At the ASPCA Animal Poison Control Center, we know that if a drug is in a household there is potential a pet could ingest enough to become ill. In a recent RACE-approved webinar, Dr. Charlotte Means, APCC’s Director of Toxicology, talked about prescription and illicit opioid drugs and how to treat exposure in companion and working dogs.
Here are five crucial points from that lecture:
Don’t induce emesis in pets who are unconscious or in respiratory distress. When dealing with a toxicity we know we are racing against a clock to prevent absorption, so it’s understood why we’d want to try inducing. However, doing so for a pet in respiratory distress or unconscious could lead to worsening signs or aspiration.

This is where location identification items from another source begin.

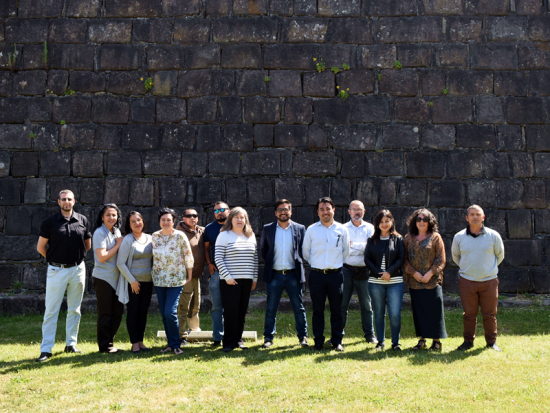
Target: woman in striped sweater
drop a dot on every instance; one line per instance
(237, 262)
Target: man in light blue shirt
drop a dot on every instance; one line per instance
(281, 248)
(356, 274)
(326, 246)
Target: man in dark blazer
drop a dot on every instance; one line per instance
(281, 248)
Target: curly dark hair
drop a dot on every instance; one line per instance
(432, 225)
(127, 227)
(377, 231)
(99, 219)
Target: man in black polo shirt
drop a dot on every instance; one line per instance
(67, 239)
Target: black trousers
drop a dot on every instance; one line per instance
(109, 314)
(235, 305)
(321, 287)
(137, 307)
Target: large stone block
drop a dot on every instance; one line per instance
(412, 109)
(315, 164)
(399, 82)
(509, 194)
(165, 57)
(407, 30)
(191, 31)
(318, 84)
(152, 30)
(238, 138)
(142, 192)
(173, 191)
(261, 163)
(120, 57)
(110, 31)
(385, 163)
(290, 56)
(227, 163)
(193, 164)
(304, 30)
(55, 163)
(133, 8)
(107, 109)
(524, 110)
(262, 110)
(298, 110)
(74, 56)
(123, 163)
(88, 164)
(352, 137)
(412, 192)
(494, 56)
(447, 194)
(519, 223)
(331, 111)
(24, 164)
(452, 110)
(161, 163)
(465, 165)
(235, 30)
(400, 136)
(35, 191)
(475, 136)
(425, 165)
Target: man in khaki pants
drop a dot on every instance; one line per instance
(190, 299)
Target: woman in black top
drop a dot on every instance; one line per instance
(384, 256)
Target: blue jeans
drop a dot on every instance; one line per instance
(362, 288)
(275, 288)
(393, 295)
(217, 309)
(169, 298)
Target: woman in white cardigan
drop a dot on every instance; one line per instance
(135, 262)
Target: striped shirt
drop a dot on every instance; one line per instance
(393, 280)
(236, 256)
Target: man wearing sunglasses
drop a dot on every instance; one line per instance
(64, 241)
(211, 232)
(281, 248)
(190, 298)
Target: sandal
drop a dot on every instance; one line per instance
(421, 345)
(436, 346)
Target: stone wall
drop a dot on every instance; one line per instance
(449, 105)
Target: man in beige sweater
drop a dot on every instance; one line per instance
(190, 299)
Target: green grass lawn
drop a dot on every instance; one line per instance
(284, 378)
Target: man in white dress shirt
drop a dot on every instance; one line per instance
(356, 274)
(326, 246)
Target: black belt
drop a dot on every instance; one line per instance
(55, 264)
(285, 272)
(327, 271)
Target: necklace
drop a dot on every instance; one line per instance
(140, 238)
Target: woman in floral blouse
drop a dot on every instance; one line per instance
(172, 268)
(423, 267)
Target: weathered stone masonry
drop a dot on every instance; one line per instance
(239, 112)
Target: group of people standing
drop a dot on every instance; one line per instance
(374, 260)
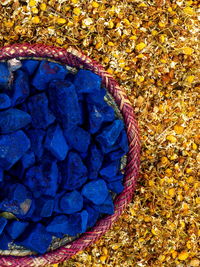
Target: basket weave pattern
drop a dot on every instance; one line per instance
(76, 59)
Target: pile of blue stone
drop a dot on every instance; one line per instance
(60, 151)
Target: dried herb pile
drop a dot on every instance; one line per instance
(152, 49)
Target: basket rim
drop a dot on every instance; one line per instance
(75, 58)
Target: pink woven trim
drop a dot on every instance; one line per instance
(75, 58)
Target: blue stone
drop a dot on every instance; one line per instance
(3, 222)
(16, 228)
(96, 191)
(71, 202)
(73, 171)
(107, 207)
(123, 141)
(1, 175)
(4, 76)
(78, 138)
(110, 134)
(36, 137)
(115, 155)
(5, 101)
(5, 239)
(27, 160)
(87, 82)
(110, 169)
(46, 72)
(55, 142)
(12, 147)
(42, 179)
(20, 88)
(71, 225)
(95, 159)
(93, 216)
(113, 178)
(18, 192)
(34, 180)
(45, 207)
(50, 172)
(36, 239)
(13, 119)
(116, 186)
(30, 65)
(42, 117)
(64, 103)
(95, 118)
(21, 210)
(96, 97)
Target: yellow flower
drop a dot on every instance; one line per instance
(140, 46)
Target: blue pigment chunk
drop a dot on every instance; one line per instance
(96, 191)
(5, 239)
(12, 147)
(5, 101)
(73, 171)
(71, 202)
(36, 137)
(64, 103)
(96, 97)
(42, 117)
(107, 207)
(116, 186)
(3, 222)
(55, 142)
(93, 216)
(27, 160)
(95, 160)
(109, 134)
(4, 75)
(1, 175)
(110, 169)
(20, 88)
(95, 118)
(46, 72)
(78, 138)
(16, 228)
(13, 119)
(30, 65)
(36, 239)
(22, 210)
(45, 207)
(87, 82)
(42, 179)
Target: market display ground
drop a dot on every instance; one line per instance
(151, 48)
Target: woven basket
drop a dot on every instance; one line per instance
(76, 59)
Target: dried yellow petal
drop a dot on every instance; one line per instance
(195, 262)
(95, 4)
(178, 129)
(61, 21)
(171, 138)
(77, 11)
(140, 46)
(171, 192)
(197, 200)
(111, 44)
(32, 3)
(187, 50)
(183, 255)
(103, 258)
(189, 11)
(190, 78)
(36, 20)
(43, 6)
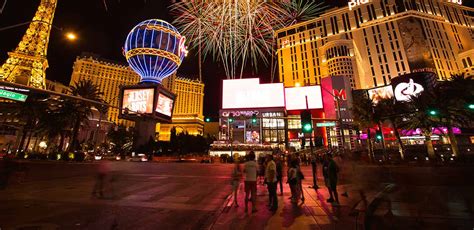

A number of drugs, like diphenhydramine, can cause a false positive for opiates on a drug screen. Always balance the results of a drug screen with the history and clinical signs of the pet. Owners may be reluctant to share information if the drug was obtained illegally or is illicit, or it’s possible a friend or family member brought it in the house and the owner was not aware. There are many scenarios where OTC urine drug screens may be used, but thoroughly understanding the test is very important.
Some human opioid medications are combined with acetaminophen. Having the owner bring in the bottle may go a long way in helping to correctly ID the medication the pet was exposed to. And don’t forget, even if the label is too chewed to be identified, imprint codes from pills can quickly be looked up online.
Naloxone is an opioid antagonist, but it may require repeated doses. Naloxone can be lifesaving when it comes to opioid overdoses. Remember though, its duration of action is typically 45-90 minutes, but potentially up to three hours. Many opioids, particularly in overdoses, can last much longer. Naloxone may need to be re-administered if opioid overdose signs return.
Most opiate cases have a good prognosis if respiratory and cardiovascular function is maintained. Monitoring heart rate, blood pressure, respiratory rate and gag reflex are important basic parameters to monitor in opioid intoxications.